The ice cave
Wisps of steam rose gently into the frigid air from between the water worn boulders in the melt water stream bed. Icy fingers hung from the roof, collecting the steam, condensing it, turning it into stalagmite droplets that sparkled in the glittering light of the head torches of the two geologists who were slipping over the boulders.
There was an eery stillness but the vaulted ice above creaked and banged as the stresses in the ice cap moved and eased under the weight of ice. It was snowing hard outside so the weight was changing, increasing, adding to the stresses on the corbal roof of the cave as it supported the immense weight above it. The roof was being weakened by the steam from the flank of Grímsvötn below, melting the arch above.
‘I thing Grímsvötn is waking up,’ said Siggi.
‘The last eruption was in 2004 so another is due this year and by the look of the steam from the fumeroles, it could be sooner, rather than later,’ agreed Arne.
They picked their way carefully through the treacherous stream bed while keeping a careful watch on the roof of the cave. A vast pile of smashed ice nearly blocked their way. It had clearly recently crashed down from the roof. They picked their way around the pile and pushed the route out to where the cave narrowed into tunnel, the roof and side closing in claustrophobically. The noise increased as they climbed further, the melt water crashing and leaping in the stream bed. The creaking and groaning from the roof of the tunnel increased in intensity. The boulders in the stream bed crashed together as they imbricated. There was also the feeling of dread, an underlying sub sonic hum. It felt like Grímsvötn was stretching and intending her muscles, ready to burst a stream of molten lava from the mountain, ready to tackle the melting of the ice cap to start a Jökulhlaup on its way across the Sandur outwash plains to the sea. ‘The land of fire and ice indeed!’
As Arne and Siggi wriggled their way up the tunnel, deeper into the ice, the water flow increased, scouring out the ice to the sides of the tunnel into phantasmagorical shapes, designed by the laws of physics and rheology, crafted by the non-Newtonian Reynolds flow of the water.

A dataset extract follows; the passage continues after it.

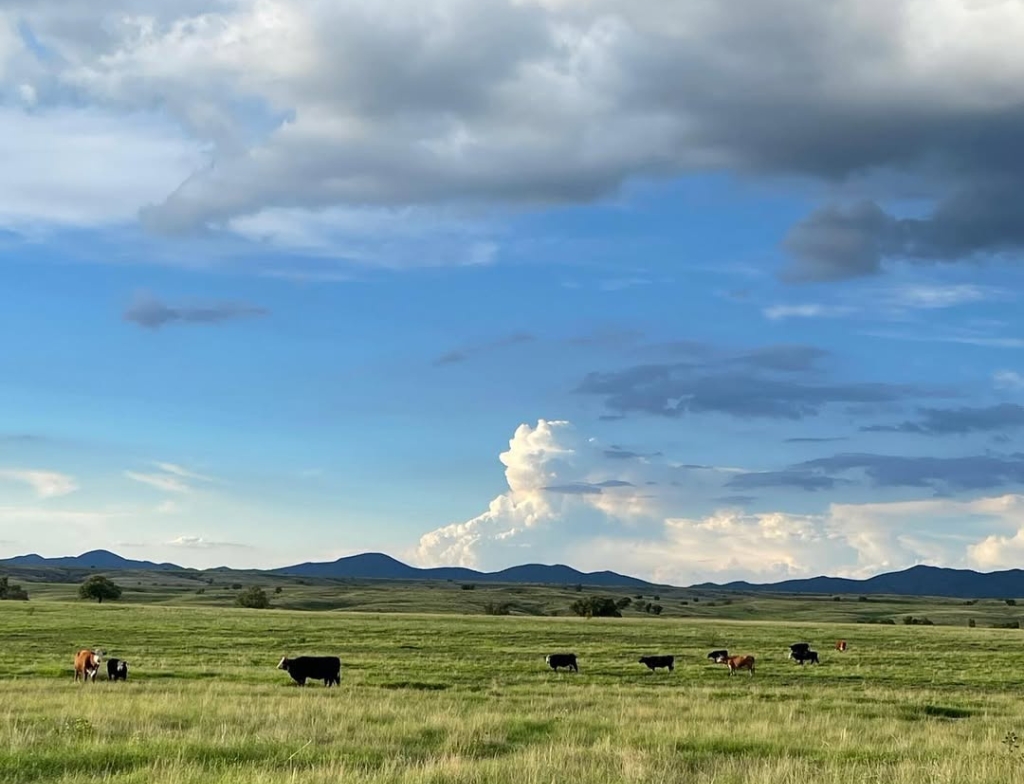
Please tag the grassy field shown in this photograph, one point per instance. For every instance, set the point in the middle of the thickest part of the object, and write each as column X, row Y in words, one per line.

Ahead they could just see the molten lava erupting silently from one of the vents ion the floor of the cave directly into the cold rushing water. This instantly cooled the surface of the lava so forming the pillow lavas that can be seen over much of Iceland. SIG and Arne were enthralled by the sight which is probably why they lingered too long in the danger area and were overcome by the sulphurous gasses that were being emitted from the vents as the volcano started to erupt. The temperature in the tunnel started to rise very quickly, melting the base of the ice roof.
The roof started a progressive collapse. Massive volumes of ice quickly changed to liquid phase and added to the considerable flow in the stream, quickly converting it to a river and then shortly to a raging torrent that further undermined the ice resulting in further progressive collapses.
There was now a full Jökulhlaup in operation. It swept all before it as its flow volume reached that of the Amazon. The flow of course carried out the bodies of the two geologists. They were later found close to the sea, where they had been carried far out on the sandur. Their bodies were not recovered because the A1 road had been swept away and crossing the sandur was impossible in any sort of vehicle.
The eruption lasted only two days but in that time, many cubic kilometres of ice had been melted above Grímsvötn’s crater resulting in a deep depression in the surface of the ice cap, surrounded by many crevasses.
It took a week after the Jökulhlaup flow calmed down to reinstate enough of the road to allow traffic through.
It snowed regularly over the next few weeks, as if nature was covering up her gaping black wound on the ice cap.